Снова стало мучительно скучно и непередаваемо тоскливо.
«Черт бы тебя побрал с твоими теориями, — подумал он. — Сказаться больным, что ли, да уехать домой…»
Щетинкин вдруг расхохотался.
— Ты что? — резко отбросив свою отстраненность от всего, спросил Баринов.
— Да так, вид у тебя… Вроде ты у меня экзамен принимаешь, а я, по-твоему, порю ахинею, но «трояк»-то все равно ставить придется… Поэтому я лучше как-нибудь в другой раз. Когда у тебя мозги прочистятся.
— Надоело метать бисер?
— Не в этом дело… Слушай, у тебя чай подают?
Баринов с готовностью поднялся.
— Может, кофе?
— Э-э, нет. От него я дурею, а мне еще работать. Чай приличный есть?
— Наличествует еще запасец.
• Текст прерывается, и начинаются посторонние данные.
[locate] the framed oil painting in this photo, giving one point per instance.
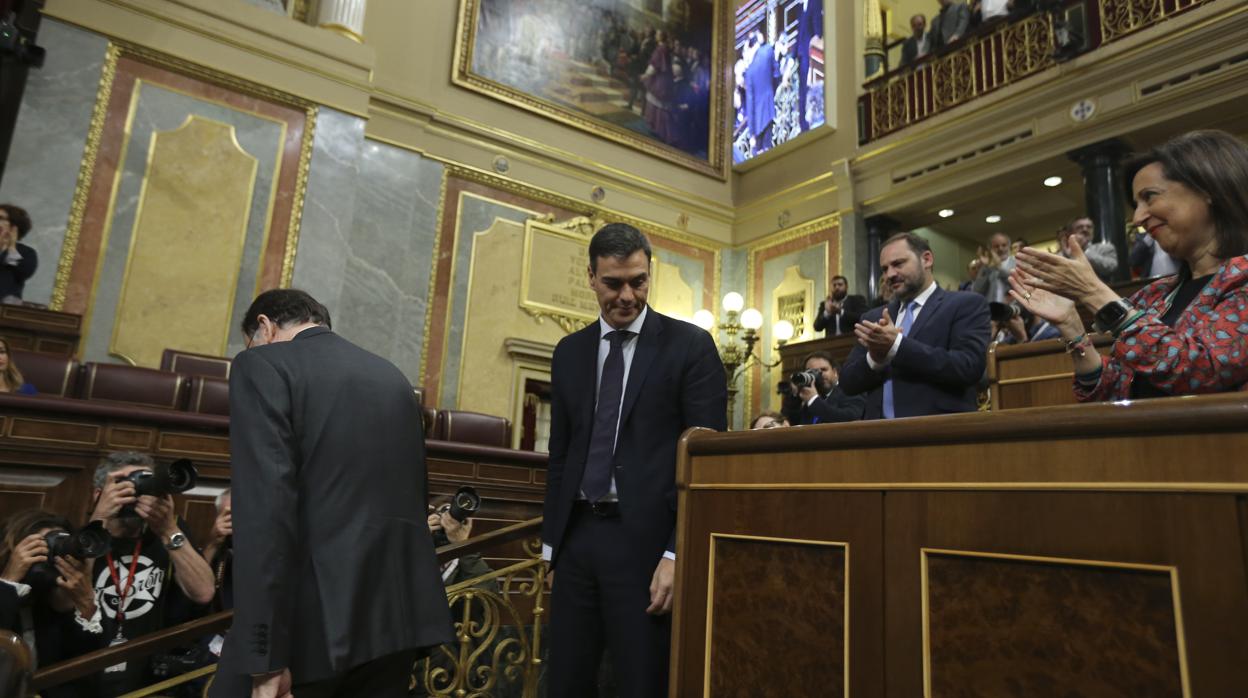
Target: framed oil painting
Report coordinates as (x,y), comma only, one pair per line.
(640,73)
Цейлонский устроит?
Он достал из серванта в дальнем углу кабинета большой заварочный чайник, чашки, включил электросамовар, а попутно говорил:
— Знаешь, Серега, не люблю я оставлять такие разговоры «на потом». Давай все же закончим, чтобы не возвращаться… Вот ты развернул передо мной теорийку. Предположим, что это не бредятина, не продукт маразматического сознания. Воображение у тебя богатое, я бы даже сказал, роскошное. Однако — «что мы будем иметь с гуся»?
— За «бредятину» и остальное я на тебя, Паша, не обижусь, не надейся, — живо подхватил разговор Щетинкин. — Понятно, что мысли я высказывал довольно-таки сумасшедшие, но не с кондачка и не с твоей подачи, кстати. Понимаешь, какая штука… Я ведь уже лет с десяток пытаюсь подступиться к человеческому мозгу — как патанатом, разумеется.
— Я знаю, — вставил Баринов. Он мягкими, неспешными шагами прогуливался по кабинету, посматривая на шумящий самовар. — Потому ее мозг я направил именно тебе.
— Я оставлю тебе кое-что, — Щетинкин открыл свой дипломат и достал бледно-синюю папку. — Посмотри на досуге, сделай милость. Тут некоторые соображения по поводу биополя вообще и «ноополя» в частности, кое-какие фактики из деятельности предсказателей, телепатов, ведьм, колдунов… За исключением того, что пришло мне в голову сегодня ночью. О нем опосля, если, конечно, тебя заинтересует.
— Ага! — Баринов остановился перед ним и улыбнулся своей широкой, как ему, пытаясь польстить, говорили, обезоруживающей улыбкой. — Это называется «запустить ежа под черепок».
— Вот-вот! — Щетинкин так же широко и обезоруживающе улыбнулся в ответ. — Погоняй его туда-сюда, шевеля извилинами. Это полезно.
— А шарики за ролики не закатятся?
— Ну-у, милый мой! — Щетинкин картинно развел руками. — На то ты и психолог-психиатр. Исцелися сам!
— Лады, давай сюда свои мысли. — Баринов подкинул папку на ладони. — Солидно, весомо, зримо.
— Но не грубо, заметь! — Щетинкин значительно поднял указательный палец. — А вообще-то — рад стараться, ваше благородие!.. Но — чу! — самовар кипит!.. И договоримся сразу. За папочкой этой я прихожу завтра в это же время. Тогда и поговорим.
— Ты что, Серега? Окончательно сбрендил?.. На недельке посмотрю, а там и поговорим. Если будет о чем.
— Э нет, голубок! Ты человек занятой, я тоже не очень свободный, поэтому — завтра. Ночку посидишь, покумекаешь, ничего с тобой не сделается. И вообще, тебе это нужно или мне?